Effects of benzopyrene-7,8-diol-9,10-epoxide (BPDE) in vitro and of maternal smoking in vivo on micronuclei frequencies in fetal cord blood
Magazine: Pedriatic Research
Date: Aug 1, 2006Pediatrics [SP]
Up to 20% of pregnant women smoke and there is indirect evidence that certain tobacco-specific metabolites can cross the placental barrier and are genotoxic to the fetus. The presence of micronuclei results from chromosome damage and reflects the degree of underlying genetic instability. Fetal blood was obtained from the cord blood of 143 newborns (102 from nonsmoking mothers and 41 from mothers smoking >10 cigarettes/d during pregnancy).

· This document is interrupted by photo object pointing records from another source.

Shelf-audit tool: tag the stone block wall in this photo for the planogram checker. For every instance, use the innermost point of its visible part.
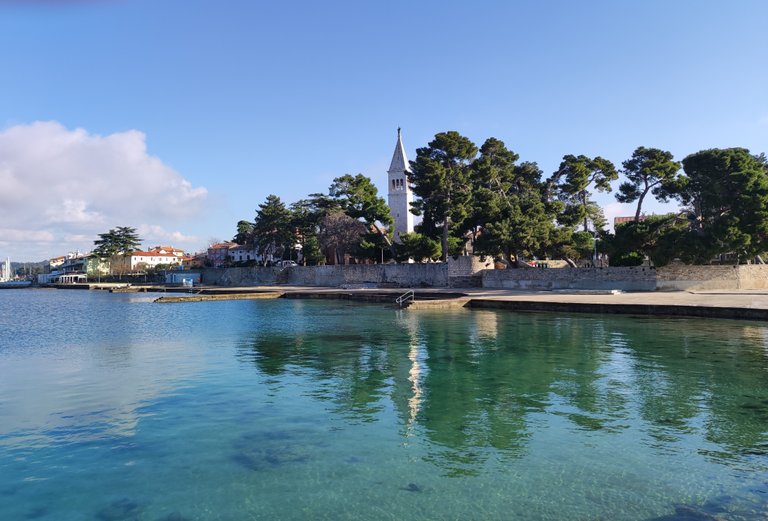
(537, 279)
(396, 275)
(680, 277)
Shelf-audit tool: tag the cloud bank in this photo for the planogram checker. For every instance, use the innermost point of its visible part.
(59, 188)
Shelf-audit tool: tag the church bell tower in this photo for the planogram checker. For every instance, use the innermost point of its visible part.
(400, 195)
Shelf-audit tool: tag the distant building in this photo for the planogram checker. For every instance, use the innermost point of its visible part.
(141, 260)
(400, 194)
(56, 262)
(622, 220)
(218, 253)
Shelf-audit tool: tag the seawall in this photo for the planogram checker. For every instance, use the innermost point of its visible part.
(469, 272)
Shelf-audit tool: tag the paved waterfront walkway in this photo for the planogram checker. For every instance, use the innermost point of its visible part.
(716, 304)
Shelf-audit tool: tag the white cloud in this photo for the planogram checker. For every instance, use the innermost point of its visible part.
(155, 235)
(60, 186)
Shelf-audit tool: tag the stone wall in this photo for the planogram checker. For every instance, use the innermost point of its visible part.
(460, 272)
(537, 279)
(258, 276)
(471, 272)
(680, 277)
(395, 275)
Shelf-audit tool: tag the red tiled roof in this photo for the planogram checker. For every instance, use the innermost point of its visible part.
(151, 254)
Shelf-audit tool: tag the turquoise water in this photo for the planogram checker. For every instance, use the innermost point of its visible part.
(115, 408)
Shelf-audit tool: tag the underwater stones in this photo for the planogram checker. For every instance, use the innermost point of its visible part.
(412, 487)
(120, 510)
(36, 513)
(174, 516)
(264, 450)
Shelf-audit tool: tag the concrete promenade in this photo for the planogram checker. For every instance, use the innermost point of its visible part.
(734, 304)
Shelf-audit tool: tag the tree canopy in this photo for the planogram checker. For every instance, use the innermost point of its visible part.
(440, 177)
(726, 191)
(117, 241)
(649, 170)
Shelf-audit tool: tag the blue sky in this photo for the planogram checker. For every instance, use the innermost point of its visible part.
(180, 117)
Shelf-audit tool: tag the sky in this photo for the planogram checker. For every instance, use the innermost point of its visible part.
(179, 118)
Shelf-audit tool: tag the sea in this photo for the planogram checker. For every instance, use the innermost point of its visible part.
(114, 407)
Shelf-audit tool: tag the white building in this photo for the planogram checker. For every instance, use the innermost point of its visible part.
(400, 194)
(141, 260)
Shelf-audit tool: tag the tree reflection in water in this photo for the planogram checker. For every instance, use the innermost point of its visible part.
(477, 384)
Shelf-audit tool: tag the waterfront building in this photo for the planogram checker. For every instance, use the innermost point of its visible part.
(140, 260)
(400, 195)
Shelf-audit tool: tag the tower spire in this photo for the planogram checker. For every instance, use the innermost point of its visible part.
(400, 195)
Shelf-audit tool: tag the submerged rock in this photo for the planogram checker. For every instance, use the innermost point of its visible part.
(120, 510)
(412, 487)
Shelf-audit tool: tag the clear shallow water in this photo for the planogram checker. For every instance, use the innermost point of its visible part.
(115, 408)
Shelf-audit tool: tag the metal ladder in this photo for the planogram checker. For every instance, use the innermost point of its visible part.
(402, 299)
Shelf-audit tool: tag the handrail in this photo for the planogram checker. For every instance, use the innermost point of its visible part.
(402, 299)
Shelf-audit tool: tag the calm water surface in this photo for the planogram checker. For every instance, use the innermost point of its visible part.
(115, 408)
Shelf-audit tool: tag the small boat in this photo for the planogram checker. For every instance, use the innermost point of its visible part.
(8, 284)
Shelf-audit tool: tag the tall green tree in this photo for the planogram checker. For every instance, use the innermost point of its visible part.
(509, 204)
(340, 234)
(358, 197)
(244, 233)
(440, 179)
(272, 232)
(117, 241)
(726, 191)
(649, 170)
(305, 219)
(573, 183)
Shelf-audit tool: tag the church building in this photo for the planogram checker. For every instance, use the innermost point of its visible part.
(400, 194)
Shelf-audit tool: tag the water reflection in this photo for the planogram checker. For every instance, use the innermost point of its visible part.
(478, 385)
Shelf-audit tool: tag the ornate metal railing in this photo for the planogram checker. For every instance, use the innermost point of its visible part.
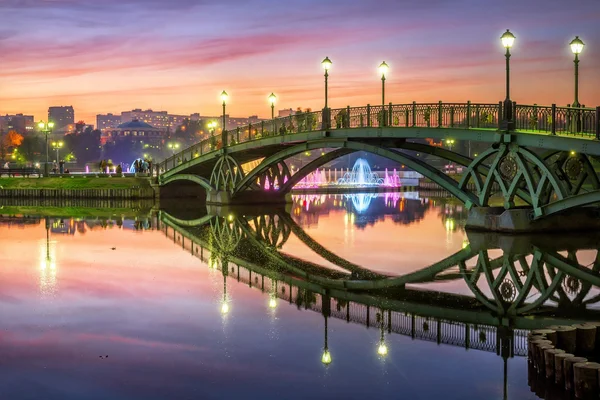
(553, 120)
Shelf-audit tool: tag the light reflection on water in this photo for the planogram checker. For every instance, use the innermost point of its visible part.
(177, 321)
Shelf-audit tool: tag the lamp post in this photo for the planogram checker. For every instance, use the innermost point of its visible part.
(326, 63)
(382, 349)
(326, 357)
(224, 97)
(576, 47)
(272, 99)
(173, 147)
(57, 146)
(383, 69)
(507, 41)
(46, 128)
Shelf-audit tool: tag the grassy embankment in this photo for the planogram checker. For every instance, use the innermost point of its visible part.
(75, 212)
(74, 183)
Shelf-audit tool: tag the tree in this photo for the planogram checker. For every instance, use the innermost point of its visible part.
(32, 147)
(79, 126)
(11, 140)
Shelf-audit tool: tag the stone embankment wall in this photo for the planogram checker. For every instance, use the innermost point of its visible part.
(564, 357)
(126, 193)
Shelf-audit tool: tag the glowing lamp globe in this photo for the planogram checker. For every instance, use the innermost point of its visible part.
(383, 69)
(224, 308)
(382, 349)
(577, 45)
(507, 39)
(272, 303)
(326, 358)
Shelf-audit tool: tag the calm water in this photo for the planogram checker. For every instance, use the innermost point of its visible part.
(246, 306)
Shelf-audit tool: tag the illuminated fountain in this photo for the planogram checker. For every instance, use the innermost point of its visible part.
(360, 176)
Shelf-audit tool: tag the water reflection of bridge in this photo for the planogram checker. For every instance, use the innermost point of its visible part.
(525, 281)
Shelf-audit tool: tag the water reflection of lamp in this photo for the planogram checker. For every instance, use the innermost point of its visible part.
(326, 357)
(382, 348)
(273, 296)
(325, 306)
(224, 303)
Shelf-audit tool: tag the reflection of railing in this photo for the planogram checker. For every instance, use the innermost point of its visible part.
(442, 331)
(539, 119)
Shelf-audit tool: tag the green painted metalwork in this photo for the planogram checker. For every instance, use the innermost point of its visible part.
(312, 166)
(226, 174)
(187, 177)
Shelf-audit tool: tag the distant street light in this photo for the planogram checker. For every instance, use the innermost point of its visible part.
(576, 47)
(272, 99)
(383, 69)
(507, 41)
(57, 146)
(224, 97)
(326, 63)
(173, 147)
(46, 128)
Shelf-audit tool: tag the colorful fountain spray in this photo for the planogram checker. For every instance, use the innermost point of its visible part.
(360, 176)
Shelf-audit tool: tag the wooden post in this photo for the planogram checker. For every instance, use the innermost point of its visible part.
(549, 357)
(559, 367)
(550, 334)
(568, 371)
(567, 338)
(585, 376)
(553, 121)
(586, 339)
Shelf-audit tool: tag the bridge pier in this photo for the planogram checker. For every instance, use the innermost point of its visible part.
(253, 197)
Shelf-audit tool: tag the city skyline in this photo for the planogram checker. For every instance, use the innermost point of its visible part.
(133, 54)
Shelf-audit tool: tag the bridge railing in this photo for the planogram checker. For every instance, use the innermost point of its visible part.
(579, 121)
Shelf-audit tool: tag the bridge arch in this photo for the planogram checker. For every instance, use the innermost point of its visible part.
(187, 177)
(411, 162)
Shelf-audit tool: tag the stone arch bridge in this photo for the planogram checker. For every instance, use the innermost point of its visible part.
(546, 163)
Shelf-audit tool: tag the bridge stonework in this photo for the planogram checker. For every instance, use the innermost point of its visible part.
(543, 168)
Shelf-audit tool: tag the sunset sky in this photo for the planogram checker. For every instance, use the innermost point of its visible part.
(177, 55)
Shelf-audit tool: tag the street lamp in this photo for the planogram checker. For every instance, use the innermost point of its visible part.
(382, 349)
(57, 146)
(46, 128)
(272, 99)
(576, 47)
(326, 357)
(224, 97)
(507, 41)
(383, 69)
(173, 147)
(326, 63)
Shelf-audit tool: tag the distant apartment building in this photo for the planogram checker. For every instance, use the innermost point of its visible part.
(158, 119)
(285, 113)
(137, 130)
(107, 121)
(61, 116)
(20, 123)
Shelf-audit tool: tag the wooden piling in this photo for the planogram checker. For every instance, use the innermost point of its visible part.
(585, 377)
(568, 371)
(586, 339)
(549, 357)
(559, 367)
(567, 338)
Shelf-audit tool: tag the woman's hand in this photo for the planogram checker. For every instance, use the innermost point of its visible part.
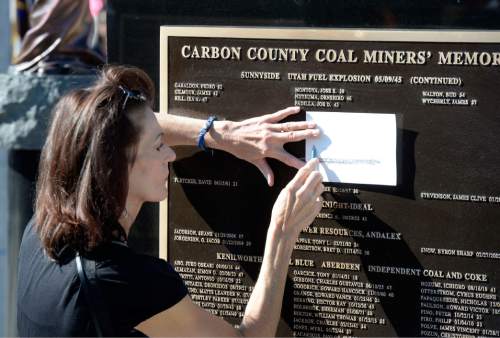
(257, 138)
(299, 202)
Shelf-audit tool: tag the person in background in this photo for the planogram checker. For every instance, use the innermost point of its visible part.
(106, 154)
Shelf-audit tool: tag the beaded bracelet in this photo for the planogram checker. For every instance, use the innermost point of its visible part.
(203, 131)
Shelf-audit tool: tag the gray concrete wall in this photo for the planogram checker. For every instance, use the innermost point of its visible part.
(5, 43)
(5, 46)
(3, 242)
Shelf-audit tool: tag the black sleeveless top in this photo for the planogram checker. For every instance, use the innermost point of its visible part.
(51, 302)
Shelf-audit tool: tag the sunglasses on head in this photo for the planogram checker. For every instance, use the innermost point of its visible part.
(132, 94)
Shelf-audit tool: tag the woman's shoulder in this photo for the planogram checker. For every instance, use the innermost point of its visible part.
(117, 262)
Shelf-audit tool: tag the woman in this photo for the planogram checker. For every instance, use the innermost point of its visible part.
(106, 153)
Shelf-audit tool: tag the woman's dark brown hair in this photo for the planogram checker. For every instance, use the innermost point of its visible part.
(83, 175)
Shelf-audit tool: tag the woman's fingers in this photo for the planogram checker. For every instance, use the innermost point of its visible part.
(266, 170)
(291, 126)
(310, 190)
(297, 135)
(288, 159)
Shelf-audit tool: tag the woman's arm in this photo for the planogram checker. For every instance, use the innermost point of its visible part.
(251, 140)
(296, 206)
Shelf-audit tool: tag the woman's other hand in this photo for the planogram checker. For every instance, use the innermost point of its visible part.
(299, 202)
(255, 139)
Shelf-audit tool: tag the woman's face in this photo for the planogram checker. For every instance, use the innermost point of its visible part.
(149, 173)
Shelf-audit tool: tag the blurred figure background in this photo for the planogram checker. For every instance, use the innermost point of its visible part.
(60, 36)
(37, 37)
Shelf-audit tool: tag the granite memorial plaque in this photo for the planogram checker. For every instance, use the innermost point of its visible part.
(420, 258)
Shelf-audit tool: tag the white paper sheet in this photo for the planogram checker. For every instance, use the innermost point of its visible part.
(355, 147)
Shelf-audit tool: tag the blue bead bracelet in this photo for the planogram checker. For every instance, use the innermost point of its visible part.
(203, 131)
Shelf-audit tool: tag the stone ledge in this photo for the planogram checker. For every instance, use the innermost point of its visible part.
(26, 102)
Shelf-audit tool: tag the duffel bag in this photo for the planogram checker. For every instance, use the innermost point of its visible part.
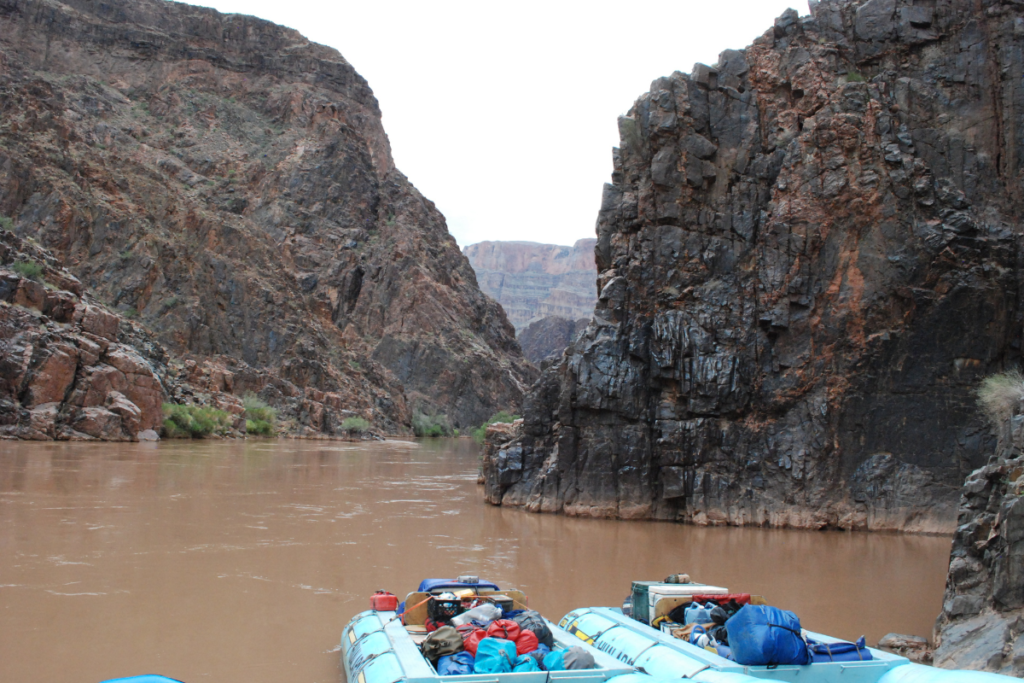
(526, 642)
(554, 660)
(444, 640)
(504, 629)
(472, 639)
(760, 635)
(495, 655)
(840, 651)
(525, 663)
(460, 664)
(531, 621)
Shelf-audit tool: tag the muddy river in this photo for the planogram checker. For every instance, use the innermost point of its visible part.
(240, 562)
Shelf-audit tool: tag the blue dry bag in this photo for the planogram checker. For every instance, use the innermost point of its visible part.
(840, 651)
(554, 660)
(761, 635)
(525, 663)
(495, 655)
(459, 664)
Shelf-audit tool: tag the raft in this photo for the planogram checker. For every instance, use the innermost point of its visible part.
(378, 647)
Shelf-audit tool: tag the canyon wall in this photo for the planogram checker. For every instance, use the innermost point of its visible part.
(809, 255)
(227, 184)
(982, 622)
(532, 281)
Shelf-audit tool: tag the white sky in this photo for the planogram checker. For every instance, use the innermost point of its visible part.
(505, 113)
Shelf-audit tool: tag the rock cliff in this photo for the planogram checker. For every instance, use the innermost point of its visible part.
(228, 185)
(808, 256)
(982, 622)
(71, 369)
(547, 338)
(532, 281)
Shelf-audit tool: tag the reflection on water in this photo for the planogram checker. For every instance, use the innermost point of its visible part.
(242, 561)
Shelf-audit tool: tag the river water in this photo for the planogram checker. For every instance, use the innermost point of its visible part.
(241, 561)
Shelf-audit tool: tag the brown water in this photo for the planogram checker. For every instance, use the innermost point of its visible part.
(242, 561)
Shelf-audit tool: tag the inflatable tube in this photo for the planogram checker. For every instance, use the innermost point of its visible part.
(915, 673)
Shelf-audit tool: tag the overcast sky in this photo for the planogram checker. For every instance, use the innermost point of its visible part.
(504, 113)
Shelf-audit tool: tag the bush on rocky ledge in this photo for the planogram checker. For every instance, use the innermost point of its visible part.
(194, 421)
(431, 425)
(502, 416)
(1000, 394)
(260, 417)
(354, 425)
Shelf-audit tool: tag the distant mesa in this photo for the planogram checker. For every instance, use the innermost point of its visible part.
(532, 281)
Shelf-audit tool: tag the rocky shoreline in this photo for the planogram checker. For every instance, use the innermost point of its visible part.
(808, 259)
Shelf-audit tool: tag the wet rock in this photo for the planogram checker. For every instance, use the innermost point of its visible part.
(805, 267)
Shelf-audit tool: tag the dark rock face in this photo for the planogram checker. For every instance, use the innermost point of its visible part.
(982, 622)
(547, 338)
(534, 281)
(808, 256)
(71, 369)
(231, 182)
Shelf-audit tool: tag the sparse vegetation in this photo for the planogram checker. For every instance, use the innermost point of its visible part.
(29, 269)
(259, 428)
(502, 416)
(999, 395)
(632, 135)
(354, 425)
(431, 425)
(259, 415)
(194, 421)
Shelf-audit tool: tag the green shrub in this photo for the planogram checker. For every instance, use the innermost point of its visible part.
(632, 135)
(354, 425)
(194, 421)
(431, 425)
(258, 410)
(502, 416)
(999, 395)
(29, 269)
(260, 427)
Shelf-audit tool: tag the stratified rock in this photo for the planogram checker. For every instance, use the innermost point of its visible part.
(531, 281)
(229, 185)
(982, 622)
(548, 337)
(95, 375)
(808, 257)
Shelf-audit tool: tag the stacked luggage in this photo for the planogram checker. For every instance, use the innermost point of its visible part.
(483, 635)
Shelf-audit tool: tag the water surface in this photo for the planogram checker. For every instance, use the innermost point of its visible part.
(240, 562)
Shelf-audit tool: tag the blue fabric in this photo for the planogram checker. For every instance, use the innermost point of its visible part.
(554, 660)
(459, 664)
(761, 635)
(541, 652)
(840, 651)
(428, 585)
(495, 655)
(525, 663)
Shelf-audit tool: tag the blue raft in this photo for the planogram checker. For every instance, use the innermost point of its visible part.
(376, 647)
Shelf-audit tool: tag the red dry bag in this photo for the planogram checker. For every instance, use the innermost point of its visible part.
(383, 601)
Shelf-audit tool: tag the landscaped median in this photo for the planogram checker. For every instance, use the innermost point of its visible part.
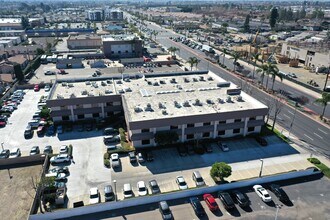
(324, 168)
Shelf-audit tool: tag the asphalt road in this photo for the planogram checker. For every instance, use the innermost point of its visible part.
(313, 133)
(309, 200)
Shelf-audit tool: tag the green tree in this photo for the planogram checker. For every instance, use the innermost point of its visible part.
(166, 137)
(273, 17)
(220, 170)
(247, 23)
(18, 72)
(323, 101)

The micronucleus assay was performed following the guidelines established by the Human MicroNucleus project with modifications. To test the micronucleus assay, we evaluated the effect of a range of benzopyrene-7,8-diol-9,10-epoxide concentrations (from 3.125 nM to 4 microM) on cord blood from nonsmoking mothers. This validation showed that the number of micronuclei and apoptotic cells increased with benzopyrene-7,8-diol-9,10-epoxide dose (p < 0.0001 and p = 0.001, respectively); the minimal detectable effect was induced by 12.5 nM benzopyrene-7,8-diol-9,10-epoxide. In our sample, the number of MN was significantly higher in the 41 cord blood samples from mothers who smoked during pregnancy [smokers: 4 (1; 10.5); nonsmokers: 3 (0; 8); p = 0.016].
Therefore, the data reported herein support the hypothesis that tobacco compounds are able to induce chromosomal losses and breaks that are detectable as an increased number of micronuclei.